Las fronteras con Israel y Egipto permanecen cerradas. Solo entra en Gaza una cantidad muy pequeña de ayuda. No hay tiendas abiertas, solo unos pocos puestos callejeros que cambian de ubicación y de lo que venden a diario. Con suerte, encontramos algo de verdura. En cuanto a la carne o el pollo, tampoco los hemos probado en más de cinco meses, como el Sr. Abdel Fattah.
En el hospital Al Awda del campo de refugiados de Nuseirat, un enfermero, Imad Muharab, estaba examinando a un niño que sufría de delgadez extrema.
“Recibimos a decenas de niños desnutridos cada día”, dice. “La mayoría presenta deshidratación, delgadez severa y diarrea persistente. Lamentablemente, no tenemos suficientes medicamentos ni alimentos especiales”.
Dijo que es difícil encontrar herramientas médicas básicas. «A veces tenemos que enviar a los niños a casa, aunque necesiten tratamiento urgentemente», dice.
Los periodistas también padecemos hambre, lo que dificulta nuestro trabajo.
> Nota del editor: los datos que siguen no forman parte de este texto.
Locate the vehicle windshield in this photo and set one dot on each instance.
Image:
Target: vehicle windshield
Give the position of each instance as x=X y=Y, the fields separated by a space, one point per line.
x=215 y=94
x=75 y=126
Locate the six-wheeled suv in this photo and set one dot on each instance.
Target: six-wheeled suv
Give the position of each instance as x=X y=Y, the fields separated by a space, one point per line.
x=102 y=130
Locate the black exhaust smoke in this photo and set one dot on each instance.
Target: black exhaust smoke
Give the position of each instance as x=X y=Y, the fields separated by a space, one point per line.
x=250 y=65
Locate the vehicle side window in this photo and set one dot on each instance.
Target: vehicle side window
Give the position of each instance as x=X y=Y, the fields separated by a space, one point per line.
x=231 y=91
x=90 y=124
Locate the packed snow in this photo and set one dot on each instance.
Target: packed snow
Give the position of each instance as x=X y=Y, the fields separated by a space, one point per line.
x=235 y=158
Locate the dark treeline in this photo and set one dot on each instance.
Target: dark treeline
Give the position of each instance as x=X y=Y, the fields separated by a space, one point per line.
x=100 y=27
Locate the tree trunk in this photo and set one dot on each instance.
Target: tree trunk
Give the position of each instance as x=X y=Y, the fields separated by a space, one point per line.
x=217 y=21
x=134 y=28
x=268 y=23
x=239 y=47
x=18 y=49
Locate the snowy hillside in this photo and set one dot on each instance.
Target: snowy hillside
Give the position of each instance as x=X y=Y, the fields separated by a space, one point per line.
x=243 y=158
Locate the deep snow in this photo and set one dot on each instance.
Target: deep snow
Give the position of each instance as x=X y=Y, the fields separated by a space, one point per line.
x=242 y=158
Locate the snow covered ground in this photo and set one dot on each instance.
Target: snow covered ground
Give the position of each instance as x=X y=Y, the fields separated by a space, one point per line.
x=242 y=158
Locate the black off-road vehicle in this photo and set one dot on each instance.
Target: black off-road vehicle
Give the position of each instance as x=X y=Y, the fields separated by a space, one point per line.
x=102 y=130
Cuando visité recientemente el hospital Al Awda, un periodista que estaba cerca de mí se desmayó frente al equipo médico. Fue un momento impactante. Lo atendieron de inmediato. Más tarde, descubrieron que tenía la presión arterial muy baja, desnutrición severa y estaba exhausto.
Aya Hasaballah, experta en nutrición, dice que el hambre destruye lentamente la salud de una persona y es peor para los niños de Gaza.
“Hoy en día, la mayoría de los niños no obtienen suficientes proteínas ni calorías, ni nutrientes importantes como el hierro, el zinc y el yodo”, afirma. “Esto causa problemas graves como bajo peso, retraso en el crecimiento y anemia, además de un sistema inmunitario debilitado”.
Afirma que los efectos del hambre no desaparecerán con el fin de la guerra. Los niños con desnutrición corren el riesgo de sufrir problemas de desarrollo cerebral y enfermedades crónicas en el futuro, como diabetes y problemas cardíacos, además de problemas de salud mental como ansiedad y depresión.
En comparación con guerras o crisis anteriores en Gaza, la situación es mucho más difícil esta vez. En conflictos anteriores, incluso con bombardeos y cortes de electricidad, la gente podía comprar algunos artículos de primera necesidad algunos días. Se permitía la entrada de ayuda. Pero ahora casi no ha habido un alto el fuego real, los mercados no están abiertos y los cruces fronterizos están prácticamente cerrados. Lo mismo ocurre con los suministros médicos, como medicamentos, desinfectantes y artículos de higiene personal.
En cuanto a quienes mueren de hambre, sus familias tienen dificultades incluso para enterrarlos. El costo de una tumba en Gaza es de unos 370 dólares canadienses, una cantidad muy elevada para familias que han perdido sus ingresos.